Adaptive Delay-based Congestion Control for High Bandwidth-Delay Product Networks

The design of an end-to-end Internet congestion control protocol that could achieve high utilization, fair sharing of bottleneck bandwidth, and fast convergence while remaining TCP-friendly is an ongoing challenge that continues to attract considerable research attention. This paper presents ACP, an Adaptive end-to-end Congestion control Protocol that achieves the above goals in high bandwidth-delay product networks where TCP becomes inefficient. The main contribution of ACP is a new form of congestion window control, combining the estimation of the bottleneck queue size and a measure of fair sharing.
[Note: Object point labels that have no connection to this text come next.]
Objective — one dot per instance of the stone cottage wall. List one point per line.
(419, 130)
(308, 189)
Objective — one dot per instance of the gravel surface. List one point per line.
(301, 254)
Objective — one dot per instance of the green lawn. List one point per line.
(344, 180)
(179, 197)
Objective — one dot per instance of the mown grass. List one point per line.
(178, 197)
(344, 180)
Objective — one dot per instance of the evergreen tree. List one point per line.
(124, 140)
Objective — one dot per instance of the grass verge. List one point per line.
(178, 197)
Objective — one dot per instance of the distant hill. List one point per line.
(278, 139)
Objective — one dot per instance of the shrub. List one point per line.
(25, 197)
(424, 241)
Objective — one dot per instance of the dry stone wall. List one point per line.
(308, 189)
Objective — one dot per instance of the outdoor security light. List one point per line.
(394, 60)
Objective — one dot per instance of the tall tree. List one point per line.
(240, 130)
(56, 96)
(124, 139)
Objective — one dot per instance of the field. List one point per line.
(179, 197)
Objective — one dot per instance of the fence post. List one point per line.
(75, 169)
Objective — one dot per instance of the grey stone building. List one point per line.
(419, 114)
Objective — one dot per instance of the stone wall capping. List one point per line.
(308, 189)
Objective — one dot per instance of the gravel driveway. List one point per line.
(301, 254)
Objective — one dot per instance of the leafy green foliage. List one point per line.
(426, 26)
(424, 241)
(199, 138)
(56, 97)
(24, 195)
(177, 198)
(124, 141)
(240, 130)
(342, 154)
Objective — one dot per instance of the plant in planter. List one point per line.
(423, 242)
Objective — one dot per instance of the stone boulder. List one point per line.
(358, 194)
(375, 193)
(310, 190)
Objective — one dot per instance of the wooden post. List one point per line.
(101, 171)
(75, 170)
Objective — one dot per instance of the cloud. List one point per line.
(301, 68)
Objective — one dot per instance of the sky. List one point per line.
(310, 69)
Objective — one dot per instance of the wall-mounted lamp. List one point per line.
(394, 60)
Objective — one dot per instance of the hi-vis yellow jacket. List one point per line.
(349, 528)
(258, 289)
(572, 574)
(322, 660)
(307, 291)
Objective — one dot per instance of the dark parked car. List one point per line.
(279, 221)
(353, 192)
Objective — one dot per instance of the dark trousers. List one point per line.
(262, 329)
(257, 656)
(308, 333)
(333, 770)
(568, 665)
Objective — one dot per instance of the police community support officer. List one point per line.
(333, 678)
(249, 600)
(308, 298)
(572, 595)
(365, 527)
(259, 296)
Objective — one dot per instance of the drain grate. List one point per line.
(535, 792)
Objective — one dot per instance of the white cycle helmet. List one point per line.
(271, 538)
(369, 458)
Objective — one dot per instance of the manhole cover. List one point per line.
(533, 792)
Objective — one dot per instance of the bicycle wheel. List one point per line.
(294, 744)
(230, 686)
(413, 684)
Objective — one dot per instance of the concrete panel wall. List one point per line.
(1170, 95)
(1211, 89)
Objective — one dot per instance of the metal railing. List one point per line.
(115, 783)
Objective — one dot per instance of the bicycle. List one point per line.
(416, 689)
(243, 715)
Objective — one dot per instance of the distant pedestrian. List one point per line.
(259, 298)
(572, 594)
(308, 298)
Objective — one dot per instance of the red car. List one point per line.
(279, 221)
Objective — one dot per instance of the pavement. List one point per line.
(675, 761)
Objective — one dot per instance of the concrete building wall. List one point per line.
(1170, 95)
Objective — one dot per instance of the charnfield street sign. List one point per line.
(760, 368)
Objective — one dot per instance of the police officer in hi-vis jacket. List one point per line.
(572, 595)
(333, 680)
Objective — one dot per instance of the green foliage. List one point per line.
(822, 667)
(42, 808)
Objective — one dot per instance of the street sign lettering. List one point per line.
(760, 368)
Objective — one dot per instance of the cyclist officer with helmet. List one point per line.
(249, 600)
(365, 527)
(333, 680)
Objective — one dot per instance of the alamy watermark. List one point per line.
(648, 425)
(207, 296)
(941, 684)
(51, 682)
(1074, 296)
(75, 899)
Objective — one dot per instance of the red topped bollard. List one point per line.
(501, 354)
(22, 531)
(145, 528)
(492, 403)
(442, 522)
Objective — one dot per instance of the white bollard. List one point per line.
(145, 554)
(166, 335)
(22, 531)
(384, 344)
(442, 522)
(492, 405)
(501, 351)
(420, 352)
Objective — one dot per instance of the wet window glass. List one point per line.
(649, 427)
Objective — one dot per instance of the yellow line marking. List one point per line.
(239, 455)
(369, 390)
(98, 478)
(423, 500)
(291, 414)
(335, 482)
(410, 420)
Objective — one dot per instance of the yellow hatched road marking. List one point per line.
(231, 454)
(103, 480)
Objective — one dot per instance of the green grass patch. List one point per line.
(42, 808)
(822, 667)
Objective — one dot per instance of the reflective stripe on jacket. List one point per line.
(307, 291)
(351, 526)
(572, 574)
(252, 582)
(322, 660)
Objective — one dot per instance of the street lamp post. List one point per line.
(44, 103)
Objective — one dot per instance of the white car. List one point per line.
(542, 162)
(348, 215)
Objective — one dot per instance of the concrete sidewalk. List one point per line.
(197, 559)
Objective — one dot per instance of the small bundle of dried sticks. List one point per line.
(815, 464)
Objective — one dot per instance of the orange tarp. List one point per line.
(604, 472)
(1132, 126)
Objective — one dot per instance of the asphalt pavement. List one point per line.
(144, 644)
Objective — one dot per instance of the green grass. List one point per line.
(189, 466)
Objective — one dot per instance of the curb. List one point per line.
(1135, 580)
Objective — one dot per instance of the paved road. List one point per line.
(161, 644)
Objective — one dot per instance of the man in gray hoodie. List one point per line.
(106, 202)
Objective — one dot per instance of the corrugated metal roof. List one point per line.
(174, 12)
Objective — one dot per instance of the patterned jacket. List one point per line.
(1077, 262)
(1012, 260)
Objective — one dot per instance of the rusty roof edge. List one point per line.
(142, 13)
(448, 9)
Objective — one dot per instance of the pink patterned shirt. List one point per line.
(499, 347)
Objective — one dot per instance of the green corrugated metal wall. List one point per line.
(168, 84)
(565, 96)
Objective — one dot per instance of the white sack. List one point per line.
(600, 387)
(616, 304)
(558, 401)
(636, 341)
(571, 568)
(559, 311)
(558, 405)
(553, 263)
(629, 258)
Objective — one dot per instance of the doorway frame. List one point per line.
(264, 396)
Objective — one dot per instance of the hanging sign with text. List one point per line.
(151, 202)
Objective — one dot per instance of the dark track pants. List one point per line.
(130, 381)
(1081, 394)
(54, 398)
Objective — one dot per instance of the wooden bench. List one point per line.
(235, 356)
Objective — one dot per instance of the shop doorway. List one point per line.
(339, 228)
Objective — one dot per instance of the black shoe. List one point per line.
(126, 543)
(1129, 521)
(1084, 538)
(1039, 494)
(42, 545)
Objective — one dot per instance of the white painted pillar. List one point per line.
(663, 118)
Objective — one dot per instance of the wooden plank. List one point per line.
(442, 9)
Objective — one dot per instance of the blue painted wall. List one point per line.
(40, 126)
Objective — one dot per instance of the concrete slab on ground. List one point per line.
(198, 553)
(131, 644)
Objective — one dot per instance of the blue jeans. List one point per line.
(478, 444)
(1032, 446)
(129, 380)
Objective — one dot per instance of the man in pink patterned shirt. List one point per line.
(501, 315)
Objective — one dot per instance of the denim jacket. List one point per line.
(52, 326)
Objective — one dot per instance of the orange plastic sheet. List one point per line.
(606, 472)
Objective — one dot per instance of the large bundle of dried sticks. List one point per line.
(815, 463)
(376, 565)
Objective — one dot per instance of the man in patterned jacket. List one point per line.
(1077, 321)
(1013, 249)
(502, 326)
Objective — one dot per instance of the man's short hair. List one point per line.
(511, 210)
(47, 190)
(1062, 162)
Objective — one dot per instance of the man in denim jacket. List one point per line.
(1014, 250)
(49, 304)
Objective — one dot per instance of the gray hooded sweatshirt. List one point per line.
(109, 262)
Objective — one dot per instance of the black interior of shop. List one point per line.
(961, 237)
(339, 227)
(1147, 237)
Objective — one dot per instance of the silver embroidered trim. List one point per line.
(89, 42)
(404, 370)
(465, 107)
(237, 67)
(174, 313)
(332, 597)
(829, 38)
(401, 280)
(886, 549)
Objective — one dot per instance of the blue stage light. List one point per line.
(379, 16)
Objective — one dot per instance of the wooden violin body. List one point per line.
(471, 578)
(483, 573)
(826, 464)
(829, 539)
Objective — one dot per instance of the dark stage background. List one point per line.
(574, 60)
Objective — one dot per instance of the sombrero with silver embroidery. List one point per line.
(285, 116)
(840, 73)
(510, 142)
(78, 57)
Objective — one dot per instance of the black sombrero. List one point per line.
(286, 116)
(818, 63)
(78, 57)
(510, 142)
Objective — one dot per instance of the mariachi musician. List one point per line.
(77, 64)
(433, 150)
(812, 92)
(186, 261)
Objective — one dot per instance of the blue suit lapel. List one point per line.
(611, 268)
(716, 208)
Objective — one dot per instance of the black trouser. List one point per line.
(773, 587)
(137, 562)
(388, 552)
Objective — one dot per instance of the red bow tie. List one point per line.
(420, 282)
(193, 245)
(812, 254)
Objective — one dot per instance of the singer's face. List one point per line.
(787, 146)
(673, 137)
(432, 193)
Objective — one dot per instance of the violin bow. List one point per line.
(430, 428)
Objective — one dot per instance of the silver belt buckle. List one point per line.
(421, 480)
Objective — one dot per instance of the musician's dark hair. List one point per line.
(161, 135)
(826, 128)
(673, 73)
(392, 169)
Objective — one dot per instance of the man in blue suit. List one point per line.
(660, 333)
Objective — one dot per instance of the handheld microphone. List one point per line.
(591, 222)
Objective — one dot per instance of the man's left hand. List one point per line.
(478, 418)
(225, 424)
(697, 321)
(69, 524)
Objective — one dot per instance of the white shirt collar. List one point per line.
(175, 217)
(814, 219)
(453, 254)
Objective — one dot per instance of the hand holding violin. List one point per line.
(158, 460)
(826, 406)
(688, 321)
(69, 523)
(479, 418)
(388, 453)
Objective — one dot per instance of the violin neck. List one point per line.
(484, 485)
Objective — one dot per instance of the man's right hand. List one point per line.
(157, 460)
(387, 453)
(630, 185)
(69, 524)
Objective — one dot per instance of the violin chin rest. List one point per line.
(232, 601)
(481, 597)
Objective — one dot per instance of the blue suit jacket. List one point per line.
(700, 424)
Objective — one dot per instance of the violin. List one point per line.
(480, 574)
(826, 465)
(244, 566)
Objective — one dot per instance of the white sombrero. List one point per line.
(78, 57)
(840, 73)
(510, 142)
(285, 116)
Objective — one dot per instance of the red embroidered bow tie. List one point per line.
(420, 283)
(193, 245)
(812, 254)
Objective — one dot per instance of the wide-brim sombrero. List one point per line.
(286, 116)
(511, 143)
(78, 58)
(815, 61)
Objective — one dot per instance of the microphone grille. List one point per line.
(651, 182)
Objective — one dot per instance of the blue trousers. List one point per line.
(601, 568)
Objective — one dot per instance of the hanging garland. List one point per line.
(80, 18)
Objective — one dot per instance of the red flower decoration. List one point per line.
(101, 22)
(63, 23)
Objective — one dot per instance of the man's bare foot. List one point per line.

Specifically, upon detecting congestion, ACP decreases the congestion window size by the exact amount required to empty the bottleneck queue while maintaining high utilization, while the increases of the congestion window are based on a "fairness ratio" metric of each flow, which ensures fast convergence to a fair equilibrium. We demonstrate the benefits of ACP using both ns-2 simulation and experimental measurements of a Linux prototype implementation. In particular, we show that the new protocol is TCP-friendly and allows TCP and ACP flows to coexist in various circumstances, and that ACP indeed behaves more fairly than other TCP variants under heterogeneous round-trip times (RTT).